Soccer plays an important role in our society. It does not only entertain people, but keeps soccer players in good health condition as well as attracts huge amount of money during FIFA and other games. Such games gather millions of people on stadiums and in front of TVs. Many fans bet on their favorite teams. Some of them win and a lot of them loose their money. In order to predict and to increase a possibility that the game score will be in their favor we will investigate the European Soccer Database provided by Hugo Mathien (https://www.kaggle.com/hugomathien/soccer)
The following questions will be explored during the analysis:
- Do teams perform better when they play at home or away?
- Determine teams which performance significantly improved.

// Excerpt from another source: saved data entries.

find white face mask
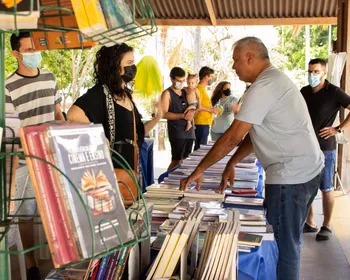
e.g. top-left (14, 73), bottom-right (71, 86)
top-left (175, 81), bottom-right (185, 90)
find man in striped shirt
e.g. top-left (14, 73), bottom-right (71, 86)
top-left (5, 32), bottom-right (64, 280)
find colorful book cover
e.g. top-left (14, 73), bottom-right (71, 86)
top-left (46, 124), bottom-right (133, 258)
top-left (96, 256), bottom-right (109, 280)
top-left (22, 126), bottom-right (80, 267)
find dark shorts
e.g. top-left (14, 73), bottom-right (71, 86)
top-left (169, 139), bottom-right (194, 161)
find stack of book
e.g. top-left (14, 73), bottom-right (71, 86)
top-left (163, 143), bottom-right (259, 191)
top-left (20, 124), bottom-right (133, 267)
top-left (194, 210), bottom-right (240, 280)
top-left (144, 184), bottom-right (184, 199)
top-left (238, 232), bottom-right (263, 253)
top-left (146, 208), bottom-right (205, 280)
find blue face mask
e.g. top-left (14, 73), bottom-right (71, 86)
top-left (308, 73), bottom-right (322, 88)
top-left (22, 52), bottom-right (42, 69)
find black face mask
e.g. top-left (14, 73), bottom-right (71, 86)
top-left (121, 65), bottom-right (137, 83)
top-left (223, 89), bottom-right (231, 96)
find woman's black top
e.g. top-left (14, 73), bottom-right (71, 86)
top-left (73, 84), bottom-right (145, 169)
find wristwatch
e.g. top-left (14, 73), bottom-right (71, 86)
top-left (336, 125), bottom-right (342, 133)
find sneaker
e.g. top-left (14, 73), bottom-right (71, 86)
top-left (316, 226), bottom-right (332, 241)
top-left (303, 223), bottom-right (318, 233)
top-left (27, 266), bottom-right (41, 280)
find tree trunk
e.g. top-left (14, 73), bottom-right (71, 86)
top-left (194, 27), bottom-right (201, 73)
top-left (158, 26), bottom-right (168, 151)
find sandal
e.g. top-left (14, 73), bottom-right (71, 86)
top-left (303, 223), bottom-right (318, 233)
top-left (316, 226), bottom-right (332, 241)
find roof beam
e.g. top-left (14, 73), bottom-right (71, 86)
top-left (155, 17), bottom-right (337, 26)
top-left (204, 0), bottom-right (217, 26)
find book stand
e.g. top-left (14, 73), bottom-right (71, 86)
top-left (0, 1), bottom-right (157, 279)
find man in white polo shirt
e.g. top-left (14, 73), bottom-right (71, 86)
top-left (180, 37), bottom-right (324, 280)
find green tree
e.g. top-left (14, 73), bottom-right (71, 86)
top-left (274, 25), bottom-right (337, 71)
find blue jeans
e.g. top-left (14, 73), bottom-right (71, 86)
top-left (265, 172), bottom-right (322, 280)
top-left (194, 125), bottom-right (209, 150)
top-left (320, 150), bottom-right (336, 192)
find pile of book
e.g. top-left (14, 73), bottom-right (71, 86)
top-left (163, 144), bottom-right (259, 191)
top-left (20, 124), bottom-right (134, 267)
top-left (147, 207), bottom-right (205, 280)
top-left (194, 210), bottom-right (240, 280)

- Does overall performance among all teams in 2008 and 2016 had been improved?
- Are there any correlations between total number of goals and team attributes? Can we find correlation between team attributes?
Data extraction
Data is stored in SQLite database. Using DB browser for SQlite the data was initially investigated and queries were developed. Then, the queries were passed to Python functions db_work() and db_team_attributes() in such way that the Python script interacts with the Python script directly obtaining the necessary dataset for further analysis.
Data wrangling
Initial data investigation was performed in DB browser. From the first glance, it was obvious that tables with team attributes had many NaN values, which had to be removed. Therefore, it helped to understand type of data, columns name, its relationship between tables and other important information about available dataset.
Data cleaning
Data cleaning was performed in db_work() and db_team_attributes() after the datasets were obtained.
Number of rows with NaN values were calculated and then these rows were dropped. A similar check duplicated rows were performed and then, duplicated rows were dropped also. Results were stored in .csv files for further analysis.
Note: Team names contain non-English characters and it brings the following error when a print function is called: “UnicodeEncodeError: 'charmap' codec can't encode character '\xf6' in position 56: character maps to .”. After several attempts to change the codec to utf-8 and some other codecs a solution was found to save data into .csv files and then open it using cat in the terminal or in a spreadsheet such as Excel.